Le RPA classique a toujours souffert d’une fragilité connue : il rejoue des coordonnées et des sélecteurs figés. Un bouton qui se déplace, un libellé qui change, et le robot casse. La promesse implicite de Record & Replay est différente. Ce n’est pas une macro aveugle, c’est une compétence confiée à un modèle qui comprend l’intention derrière les gestes. En théorie, il peut donc s’adapter quand l’interface bouge.
La nuance compte. Le RPA automatisait des processus à côté du logiciel. Ici, l’automatisation de processus entre dans le modèle lui-même. Avec Record & Replay, la capacité à apprendre par l’exemple devient une propriété native de l’agent, pas une couche d’enregistrement posée à côté.
L’angle est singulier. Anthropic, avec l’usage de l’ordinateur par Claude, et Google, qui a fondu son projet Mariner dans Gemini Agent, ont surtout appris à leurs agents à piloter une interface sur consigne. Montrer un geste une fois pour le transformer en compétence réutilisable reste, lui, le pari propre à OpenAI.
Ce que ça change pour celui qui orchestre
Pour un développeur ou un responsable d’automatisation, le déplacement est concret. La compétence d’un agent ne se code plus seulement dans des prompts ou des scripts : elle se transmet par démonstration, comme un savoir-faire artisanal.
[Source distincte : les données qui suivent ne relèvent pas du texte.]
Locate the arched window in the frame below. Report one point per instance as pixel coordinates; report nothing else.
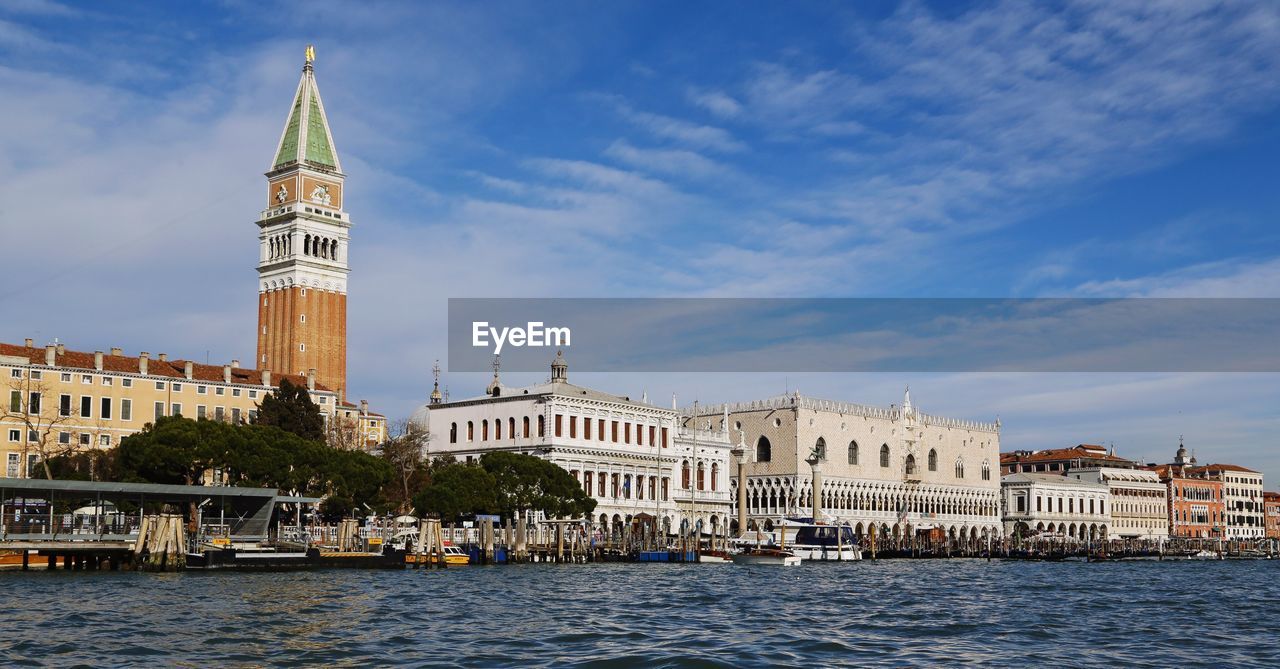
(763, 450)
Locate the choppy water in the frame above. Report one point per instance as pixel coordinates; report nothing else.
(871, 613)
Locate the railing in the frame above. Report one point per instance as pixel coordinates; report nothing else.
(24, 526)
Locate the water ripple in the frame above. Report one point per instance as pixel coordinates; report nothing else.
(900, 613)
On passe d’une logique de spécification à une logique d’apprentissage.
Cela ouvre la porte aux tâches que personne ne prenait la peine d’automatiser parce que les décrire coûtait plus cher que les faire à la main. La note de frais mensuelle, le formulaire RH trimestriel : du travail répétitif, mal défini, trop singulier pour mériter un script dédié. Le montrer une fois change l’équation.
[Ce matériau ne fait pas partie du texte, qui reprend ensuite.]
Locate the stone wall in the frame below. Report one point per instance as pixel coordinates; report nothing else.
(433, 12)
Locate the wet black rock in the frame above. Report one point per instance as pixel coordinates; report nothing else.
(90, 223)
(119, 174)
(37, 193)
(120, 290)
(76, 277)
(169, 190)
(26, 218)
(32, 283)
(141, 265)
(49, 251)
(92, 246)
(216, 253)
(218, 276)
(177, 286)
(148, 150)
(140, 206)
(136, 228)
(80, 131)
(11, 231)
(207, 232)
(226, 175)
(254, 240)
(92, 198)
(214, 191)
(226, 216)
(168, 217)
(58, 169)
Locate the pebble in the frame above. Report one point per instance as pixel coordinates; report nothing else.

Restent les zones d’ombre, et elles sont sérieuses. Une compétence apprise par démonstration hérite des gestes qu’on lui a montrés, erreurs comprises : montrez une mauvaise habitude, l’agent l’apprend aussi. La question de la fiabilité sur les cas limites, ceux qui n’étaient pas dans la démonstration, demeure entière. Et qui dit agent qui rejoue des actions dans des outils internes dit accès, droits, traçabilité : un sujet de gouvernance autant que de productivité.
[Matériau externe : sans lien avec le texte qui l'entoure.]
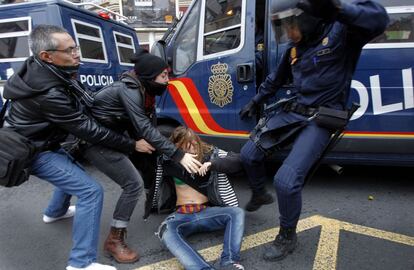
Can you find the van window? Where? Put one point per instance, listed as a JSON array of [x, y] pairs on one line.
[[14, 45], [185, 50], [90, 40], [125, 48], [399, 33], [222, 25]]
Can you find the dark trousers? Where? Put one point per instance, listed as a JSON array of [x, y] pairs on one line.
[[290, 177], [120, 169]]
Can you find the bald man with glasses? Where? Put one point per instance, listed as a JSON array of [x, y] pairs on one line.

Une fonctionnalité encore tenue en laisse
OpenAI ne déploie d’ailleurs pas la fonctionnalité partout. Record & Replay est, selon l’entreprise, « une fonctionnalité optionnelle qui se déploie dans certains marchés sélectionnés, avec une disponibilité plus large à venir ». Une prudence qui en dit long : laisser un agent rejouer des procédures réelles dans des systèmes de production n’est pas un geste anodin, et l’éditeur avance par paliers.
Ce déploiement mesuré ne doit pas masquer la direction. En faisant entrer l’apprentissage par démonstration dans son agent de programmation, OpenAI ne propose pas un gadget : il déplace silencieusement la frontière de ce qu’on attend d’un modèle. Hier, on lui parlait. Aujourd’hui, on lui montre. La prochaine étape, celle où l’agent généralise une compétence d’un contexte à un autre sans nouvelle démonstration, sera la vraie ligne à surveiller.